If we had had this as a distance matrix it would be find the minimum distance.

So it just depends if you're defining distance or similarity.

Now, a single link clustering,

there's a whole bunch of different ways this can look.

So here's another example and, with single-link clustering,

we're going to wind up with these nested sort of structures where 2 and

5 are the closest to each other, 3 and 6, then those are closest.

Then again we might end up getting 4, then number 1 so we get this sort of structure

where the closes things merge and you get this sort of nested structure out.

Now this is great if you expect some sort of nested structure in your data set, but

it doesn't always mean that this is the best sort of choice.
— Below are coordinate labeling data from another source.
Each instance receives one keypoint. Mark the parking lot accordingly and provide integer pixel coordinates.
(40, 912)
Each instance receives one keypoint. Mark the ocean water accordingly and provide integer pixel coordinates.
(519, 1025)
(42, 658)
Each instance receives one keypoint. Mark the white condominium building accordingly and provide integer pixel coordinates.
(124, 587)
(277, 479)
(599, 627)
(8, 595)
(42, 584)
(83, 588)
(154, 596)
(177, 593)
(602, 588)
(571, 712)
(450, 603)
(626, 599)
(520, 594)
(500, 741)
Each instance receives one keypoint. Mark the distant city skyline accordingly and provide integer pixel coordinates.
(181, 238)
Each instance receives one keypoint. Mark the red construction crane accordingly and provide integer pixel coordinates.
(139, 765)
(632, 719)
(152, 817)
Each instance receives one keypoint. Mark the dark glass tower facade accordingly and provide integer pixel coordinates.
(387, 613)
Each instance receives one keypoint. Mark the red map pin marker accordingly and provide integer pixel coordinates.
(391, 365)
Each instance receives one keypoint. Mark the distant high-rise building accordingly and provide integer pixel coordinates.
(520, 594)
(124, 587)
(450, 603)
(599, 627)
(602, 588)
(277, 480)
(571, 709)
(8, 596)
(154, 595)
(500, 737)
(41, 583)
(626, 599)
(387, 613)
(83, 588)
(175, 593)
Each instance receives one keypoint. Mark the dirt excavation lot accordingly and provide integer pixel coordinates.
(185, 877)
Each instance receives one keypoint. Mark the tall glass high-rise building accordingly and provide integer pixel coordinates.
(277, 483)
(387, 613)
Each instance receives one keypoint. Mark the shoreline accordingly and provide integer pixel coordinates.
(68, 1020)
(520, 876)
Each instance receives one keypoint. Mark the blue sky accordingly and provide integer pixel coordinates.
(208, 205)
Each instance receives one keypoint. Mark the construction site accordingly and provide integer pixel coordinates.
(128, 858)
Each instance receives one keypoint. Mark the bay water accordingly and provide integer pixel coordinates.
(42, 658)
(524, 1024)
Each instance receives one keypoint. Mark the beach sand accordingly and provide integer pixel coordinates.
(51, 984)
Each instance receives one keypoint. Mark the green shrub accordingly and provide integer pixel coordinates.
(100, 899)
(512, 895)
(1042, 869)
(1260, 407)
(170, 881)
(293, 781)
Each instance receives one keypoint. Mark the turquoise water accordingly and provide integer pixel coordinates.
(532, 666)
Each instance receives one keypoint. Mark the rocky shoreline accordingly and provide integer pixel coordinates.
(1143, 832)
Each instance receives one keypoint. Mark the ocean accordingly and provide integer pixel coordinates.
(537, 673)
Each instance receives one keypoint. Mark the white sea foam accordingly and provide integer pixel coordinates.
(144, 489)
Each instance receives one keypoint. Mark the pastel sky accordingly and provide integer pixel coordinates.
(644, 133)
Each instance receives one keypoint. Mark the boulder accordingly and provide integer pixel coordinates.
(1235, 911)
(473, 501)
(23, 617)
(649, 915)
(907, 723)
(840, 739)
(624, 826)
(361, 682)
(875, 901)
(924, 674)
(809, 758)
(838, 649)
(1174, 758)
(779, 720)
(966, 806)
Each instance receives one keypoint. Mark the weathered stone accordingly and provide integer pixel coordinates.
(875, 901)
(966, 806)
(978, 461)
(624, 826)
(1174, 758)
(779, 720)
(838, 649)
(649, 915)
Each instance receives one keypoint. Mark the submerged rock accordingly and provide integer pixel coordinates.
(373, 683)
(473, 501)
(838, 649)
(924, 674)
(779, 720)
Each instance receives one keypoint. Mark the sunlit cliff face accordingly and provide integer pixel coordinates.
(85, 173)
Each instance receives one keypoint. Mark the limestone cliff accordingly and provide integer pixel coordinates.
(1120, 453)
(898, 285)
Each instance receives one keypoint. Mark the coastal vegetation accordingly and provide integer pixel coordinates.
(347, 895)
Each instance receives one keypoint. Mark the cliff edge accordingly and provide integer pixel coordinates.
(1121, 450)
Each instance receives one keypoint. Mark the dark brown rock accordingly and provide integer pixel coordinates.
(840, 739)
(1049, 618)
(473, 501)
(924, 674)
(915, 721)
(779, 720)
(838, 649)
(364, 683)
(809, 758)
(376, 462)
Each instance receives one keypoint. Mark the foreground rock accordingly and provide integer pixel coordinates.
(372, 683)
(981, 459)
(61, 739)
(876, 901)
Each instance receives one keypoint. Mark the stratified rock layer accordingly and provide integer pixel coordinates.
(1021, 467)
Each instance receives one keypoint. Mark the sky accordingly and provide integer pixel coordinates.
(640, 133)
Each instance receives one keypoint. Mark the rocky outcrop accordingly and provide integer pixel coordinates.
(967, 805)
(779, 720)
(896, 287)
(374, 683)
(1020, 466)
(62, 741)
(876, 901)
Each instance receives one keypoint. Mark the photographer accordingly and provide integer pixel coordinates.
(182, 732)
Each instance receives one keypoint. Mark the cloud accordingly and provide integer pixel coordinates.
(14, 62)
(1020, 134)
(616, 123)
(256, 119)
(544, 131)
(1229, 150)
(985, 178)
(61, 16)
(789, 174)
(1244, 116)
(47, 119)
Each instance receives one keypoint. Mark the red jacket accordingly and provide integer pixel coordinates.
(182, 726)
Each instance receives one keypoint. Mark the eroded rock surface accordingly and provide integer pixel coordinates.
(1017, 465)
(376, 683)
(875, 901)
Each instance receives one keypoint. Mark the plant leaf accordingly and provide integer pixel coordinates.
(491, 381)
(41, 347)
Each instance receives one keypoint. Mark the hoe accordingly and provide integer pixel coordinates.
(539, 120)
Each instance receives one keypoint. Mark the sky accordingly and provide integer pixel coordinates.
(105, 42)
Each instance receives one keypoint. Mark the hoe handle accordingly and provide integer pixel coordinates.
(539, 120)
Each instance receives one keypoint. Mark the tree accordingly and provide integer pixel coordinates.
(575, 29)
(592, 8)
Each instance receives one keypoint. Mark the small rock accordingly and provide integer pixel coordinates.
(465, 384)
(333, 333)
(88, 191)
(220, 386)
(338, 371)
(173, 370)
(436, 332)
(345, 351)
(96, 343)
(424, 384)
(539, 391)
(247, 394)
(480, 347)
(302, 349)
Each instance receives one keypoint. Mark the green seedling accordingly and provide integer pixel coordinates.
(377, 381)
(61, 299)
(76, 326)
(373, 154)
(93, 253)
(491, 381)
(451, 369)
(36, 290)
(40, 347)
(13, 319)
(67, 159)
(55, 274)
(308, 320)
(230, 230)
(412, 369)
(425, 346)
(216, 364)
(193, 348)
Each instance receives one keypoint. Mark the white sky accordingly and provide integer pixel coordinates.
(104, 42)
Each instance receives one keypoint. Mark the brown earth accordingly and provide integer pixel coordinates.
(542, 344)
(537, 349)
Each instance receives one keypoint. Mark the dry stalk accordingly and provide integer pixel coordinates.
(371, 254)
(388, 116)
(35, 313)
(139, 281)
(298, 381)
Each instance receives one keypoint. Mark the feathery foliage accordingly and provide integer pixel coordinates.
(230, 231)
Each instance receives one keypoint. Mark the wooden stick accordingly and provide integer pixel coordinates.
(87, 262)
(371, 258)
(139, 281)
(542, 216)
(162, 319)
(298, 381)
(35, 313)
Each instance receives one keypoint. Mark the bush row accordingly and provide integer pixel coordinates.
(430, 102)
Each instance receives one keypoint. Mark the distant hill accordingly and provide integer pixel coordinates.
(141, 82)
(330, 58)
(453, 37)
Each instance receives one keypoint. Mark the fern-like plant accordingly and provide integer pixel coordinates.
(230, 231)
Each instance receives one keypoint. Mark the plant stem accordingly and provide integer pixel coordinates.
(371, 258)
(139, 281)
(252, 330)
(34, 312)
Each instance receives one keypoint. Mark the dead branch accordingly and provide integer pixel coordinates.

So the strengths to single link clustering are, if this our original points,

it's going to wind up splitting these into two nice clusters.

So we got a blue cluster and a red cluster.

So singling cluster will work really well with this if we have sort of this split,

and it can handle non-elliptical shapes.

The limitations though are,

if we have any sort of overlap here we're going to get these weird.

Elongated sorts of clusters, and it's become sensitive to noise and outliers.

If you look really closely here, these points all the way out here become blue,

and so we have a blue cluster that goes sort of all the way here,

we have a red cluster that goes to here.

So we have a whole bunch of weird overlap that occurs due to this noise and

outliers that can produce these long, elongated clusters.

So it's not good at handling this sort of noisy data structure.

So if you think your data has some clear separations, it will work pretty well.

If you have some noise and overlap,

single-link agglomerate of clustering will have problems.

Now we don't have to do single-link though,

we can actually do what's called complete-link.

Complete-link and the complete-link distance between clusters is the maximum

distance between any object, or the smallest similarities between them.

So distance is defined by the two most dissimilar objects, and so

we can walk through that exact same dataset now with complete-link clustering.

So, where students get confused is in the selection choice.

So with single link clustering, we're always taking the maximum similarity.

In complete-link clustering we're taking the minimum similarity.

That's only to fill out the distance matrix.

If the distance matrix is already, once we fill out the distance matrix,

we are taking highest similarity here.

So, the higher similarity is still 1 and 2.

So 1 and 2 get merged first no matter what is in this example.

So now, our distance metrics becomes I1, I2,

[COUGH] I3, I4 and I5, but where the choice

between complete and single link comes in,

is going to be in this step on how we fill in the values here.